The magazine thing started when I was a kid. I always hated comics like the Wheezer or whatever it was called (Beano, Dandy, Bunty etc) and went straight into the hard stuff, Teddy Bear comic followed by Princess Tina. The only memorable thing in Princess Tina was a villain called Snurge. I still call my elder brother that. I also flirted with young girls' titles like Pink, which had fabulous free gifts.
After PT, it was a rapid progression to Jackie. I was never much of a Jackie fan. It constantly featured pinups of saps like Donny Osmond, David Essex and David Cassidy when I was more interested in David Bowie and Chicory Tip. I dropped Jackie as soon as Hi! and OK! appeared. You can buy old copies of OK! on eBay (I did recently). It's not the celeb version we have nowadays. It was quite ahead of its time then, as it featured sex problems which Cathy & Claire in Jackie didn't. Hi! was a similar magazine. Neither of them lasted very long. I also read Mirabelle and Fab 208 magazine occasionally, but I didn't listen to Radio Luxemburg very much. It was too crackly on my transistor radio.
Snurge was reading Melody Maker, which I considered old hat and full of BOFs (boring old farts). So I started buying New Musical Express. How I swooned when there was a memorable double page article on Woody Woodmansey, the drummer from the Spiders from Mars.
My seminal magazine moment came when I was on holiday in Hayle. It must have been around 1975. I was bored, and looking at the magazine racks. I picked up Honey, and instantly liked what I saw. I remember even to this day: a big 2-page spread on how to make a real pizza with the headline "Belissimo!" Honey was probably a little old for me at that time but it seemed just right. I became an avid reader of Honey, 19 and then Over 21.
I've seen quite a few titles come and go. Obviously OK, Hi, Over 21, Frank, Woman's Journal, Living. I'm not always very true to my demographic. I was buying Cosmopolitan until about two years ago, New Woman until about 5 years ago, and still buy Marie-Claire occasionally, all with a much younger target reader.
These days I buy an eclectic mix of Eve, Woman & Home (my current favourites), Red, She, Good Housekeeping, Gardener's World, various craft titles, You Are What You Eat and Business Week, plus weeklies OK and Hello (shocking isn't it). It's thanks to my magazine obsession that I'm never short of an offbeat conversation topic at dinner parties. I find that the minor European royals, courtesy of Hello, and the dieting secrets of the stars (OK) are an endless source of fascination.

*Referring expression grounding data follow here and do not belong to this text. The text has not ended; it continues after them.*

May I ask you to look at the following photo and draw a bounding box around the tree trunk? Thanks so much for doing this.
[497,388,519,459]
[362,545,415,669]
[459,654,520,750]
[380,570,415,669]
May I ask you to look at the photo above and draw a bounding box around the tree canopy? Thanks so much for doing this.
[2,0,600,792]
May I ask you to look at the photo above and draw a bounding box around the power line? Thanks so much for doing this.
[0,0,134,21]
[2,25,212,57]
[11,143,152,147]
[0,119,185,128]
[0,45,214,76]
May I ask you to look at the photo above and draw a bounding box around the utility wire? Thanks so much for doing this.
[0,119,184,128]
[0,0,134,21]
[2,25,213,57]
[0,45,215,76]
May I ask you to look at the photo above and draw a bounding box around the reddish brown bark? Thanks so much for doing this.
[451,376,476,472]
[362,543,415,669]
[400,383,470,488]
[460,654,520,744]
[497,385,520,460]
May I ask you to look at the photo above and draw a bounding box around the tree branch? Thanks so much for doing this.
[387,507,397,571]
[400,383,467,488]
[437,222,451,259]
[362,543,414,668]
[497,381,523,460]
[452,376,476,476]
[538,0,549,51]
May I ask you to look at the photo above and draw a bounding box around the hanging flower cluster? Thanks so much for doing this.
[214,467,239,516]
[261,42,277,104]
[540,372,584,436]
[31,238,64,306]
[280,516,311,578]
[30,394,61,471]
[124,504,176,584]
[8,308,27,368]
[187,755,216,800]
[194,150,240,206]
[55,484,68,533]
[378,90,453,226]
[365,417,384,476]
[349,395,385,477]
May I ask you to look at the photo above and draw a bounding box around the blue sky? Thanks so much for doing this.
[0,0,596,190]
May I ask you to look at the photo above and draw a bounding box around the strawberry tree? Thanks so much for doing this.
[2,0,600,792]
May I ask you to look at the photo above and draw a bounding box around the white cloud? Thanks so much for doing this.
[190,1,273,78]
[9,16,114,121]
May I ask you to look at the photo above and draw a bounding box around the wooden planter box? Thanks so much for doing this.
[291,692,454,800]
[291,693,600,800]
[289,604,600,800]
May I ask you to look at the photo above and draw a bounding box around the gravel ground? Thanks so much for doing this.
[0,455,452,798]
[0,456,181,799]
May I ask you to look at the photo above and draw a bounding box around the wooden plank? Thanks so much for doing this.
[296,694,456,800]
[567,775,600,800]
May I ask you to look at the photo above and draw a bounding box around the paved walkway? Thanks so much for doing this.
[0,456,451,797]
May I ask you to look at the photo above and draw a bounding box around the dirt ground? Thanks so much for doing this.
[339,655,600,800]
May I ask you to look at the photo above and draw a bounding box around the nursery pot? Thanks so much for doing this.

If I'm really desperate, if I'm going on a long flight or it's that lean period when all the magazines are out, I might get Perfect Home, Q, Grazia, Good Food or Glamour, or American magazines. The American magazines are interesting because they're a bit like a step in time: they're more like Cosmopolitan used to be in the Marcelle D'Argy Smith days when it was all a bit soft and boy obsessed, with no hard reportage. There are some titles I wouldn't touch with a barge pole: Vogue, Vanity Fair, Harpers, Wallpaper, Tatler (file under "Emperor's New Clothes").
Oh, and I forgot to mention the best magazine of all: Smash & Grab, which was the comic I used to write with David Westgarth when we were kids and borrwing his dad's Olivetti typewriter. There are no back copies of that one, sadly.